The full system connects GPU benchmark data through simulation to voltage regulation:

                       Data preparation

  Real GPUs          mlenergy-data            Generated CSVs
  running LLMs       toolkit                  (data/generated/)
  ┌──────────┐      ┌─────────────┐          ┌──────────────────┐
  │Benchmark │─────>│ Load, fit,  │─────────>│ Power traces     │
  │  runs    │      │ validate    │          │ Logistic fits    │
  │(H100×N)  │      │             │          │ Latency fits     │
  └──────────┘      └─────────────┘          └────────┬─────────┘
 ═════════════════════════════════════════════════════╪═════════════
                         Simulation                   │
                                                      v
                         ┌──────────────────────────────────────┐
                         │           Coordinator                │
                         │           (3600 s sim)               │
                         │                                      │
                         │  ┌────────────┐   ┌──────────────┐   │
  Power traces ─────────>│  │ Datacenter │   │  OpenDSS     │   │
  Latency fits ─────────>│  │ (offline)  │──>│  Grid        │   │
                         │  │            │   │  (13-bus)    │   │
                         │  └──────┬─────┘   └───────┬──────┘   │
                         │     ^   │ latency         │          │
                         │     │   │                 │ voltages │
                         │     │   v batch cmd       v          │
  Logistic fits ────────>│  ┌──┴─────────────────────────────┐  │
                         │  │       OFO Controller           │  │
                         │  │  max throughput                │  │
                         │  │  s.t.

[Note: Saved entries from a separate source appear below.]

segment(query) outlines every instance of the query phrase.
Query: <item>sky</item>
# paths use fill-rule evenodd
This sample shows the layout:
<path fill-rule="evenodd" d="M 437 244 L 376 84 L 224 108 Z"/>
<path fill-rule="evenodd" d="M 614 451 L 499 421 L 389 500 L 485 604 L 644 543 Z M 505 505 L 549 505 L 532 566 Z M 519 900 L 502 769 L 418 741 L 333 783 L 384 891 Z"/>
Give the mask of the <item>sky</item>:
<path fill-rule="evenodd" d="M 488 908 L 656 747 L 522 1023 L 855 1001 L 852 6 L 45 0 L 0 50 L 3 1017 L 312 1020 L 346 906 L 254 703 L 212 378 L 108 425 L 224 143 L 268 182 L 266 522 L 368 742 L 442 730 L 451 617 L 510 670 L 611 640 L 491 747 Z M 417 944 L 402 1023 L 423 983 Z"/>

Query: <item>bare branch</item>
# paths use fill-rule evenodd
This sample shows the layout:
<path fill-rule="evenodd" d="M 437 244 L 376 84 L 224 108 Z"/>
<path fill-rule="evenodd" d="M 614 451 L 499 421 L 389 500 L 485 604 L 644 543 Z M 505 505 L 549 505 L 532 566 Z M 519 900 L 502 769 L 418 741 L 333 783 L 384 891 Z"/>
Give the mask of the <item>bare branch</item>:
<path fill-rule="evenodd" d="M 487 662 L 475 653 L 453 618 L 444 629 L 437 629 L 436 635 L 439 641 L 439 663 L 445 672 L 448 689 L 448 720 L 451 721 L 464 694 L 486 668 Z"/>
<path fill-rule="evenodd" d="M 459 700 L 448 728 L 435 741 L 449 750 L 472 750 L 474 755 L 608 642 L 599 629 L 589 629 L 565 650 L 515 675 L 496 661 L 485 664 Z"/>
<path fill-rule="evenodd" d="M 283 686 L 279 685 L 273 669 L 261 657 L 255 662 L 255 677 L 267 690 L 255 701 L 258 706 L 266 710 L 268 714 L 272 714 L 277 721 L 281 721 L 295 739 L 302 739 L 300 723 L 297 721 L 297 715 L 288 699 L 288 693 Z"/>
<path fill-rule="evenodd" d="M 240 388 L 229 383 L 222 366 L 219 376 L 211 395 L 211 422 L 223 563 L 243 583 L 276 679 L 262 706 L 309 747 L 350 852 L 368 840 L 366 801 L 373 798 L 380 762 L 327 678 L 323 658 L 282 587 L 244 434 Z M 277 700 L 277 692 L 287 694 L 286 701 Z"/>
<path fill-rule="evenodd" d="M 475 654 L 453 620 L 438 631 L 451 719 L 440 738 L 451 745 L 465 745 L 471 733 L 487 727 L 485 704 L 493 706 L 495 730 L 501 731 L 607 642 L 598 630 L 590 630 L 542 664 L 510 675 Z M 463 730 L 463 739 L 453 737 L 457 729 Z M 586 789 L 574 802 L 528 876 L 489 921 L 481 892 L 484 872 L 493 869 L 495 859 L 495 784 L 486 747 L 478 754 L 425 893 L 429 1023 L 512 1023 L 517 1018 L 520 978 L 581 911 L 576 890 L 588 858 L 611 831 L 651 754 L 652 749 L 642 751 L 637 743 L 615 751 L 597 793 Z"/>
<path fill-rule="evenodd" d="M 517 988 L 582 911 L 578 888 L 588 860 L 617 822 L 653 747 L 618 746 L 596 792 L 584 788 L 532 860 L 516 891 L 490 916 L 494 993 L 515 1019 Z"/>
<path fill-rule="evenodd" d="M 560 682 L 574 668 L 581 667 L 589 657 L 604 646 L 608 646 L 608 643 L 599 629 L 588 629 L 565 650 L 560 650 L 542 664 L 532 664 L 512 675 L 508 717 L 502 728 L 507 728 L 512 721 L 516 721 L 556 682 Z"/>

V_min ≤ V ≤ V_max       │  │
                         │  │       ITL ≤ threshold          │  │
                         │  └────────────────────────────────┘  │
                         └──────────────────────────────────────┘
                                          v
                                   ┌──────────────┐
                                   │  Outputs     │
                                   │  Voltages    │
                                   │  Batch sizes │
                                   │  Latencies   │
                                   │  Metrics     │
                                   └──────────────┘

For details on the data preparation step, see the Data Pipeline page.

What Can You Explore?

OpenG2G is designed for researchers studying questions like:

  • Voltage regulation strategies: How do different control algorithms (OFO, rule-based, MPC) compare in maintaining voltage limits?
  • Latency-voltage tradeoffs: What is the Pareto frontier between inference latency and voltage violation severity?
  • Datacenter sizing: How large can a GPU datacenter be on a given feeder before voltage violations become unmanageable?
  • Grid topology effects: How does the choice of feeder (IEEE 13-bus, 123-bus, etc.) affect controllability?
  • Multi-workload coordination: How do inference and training workloads interact in their grid impact?
  • Hardware-in-the-loop validation: Does the OFO controller work on real GPUs with a simulated grid?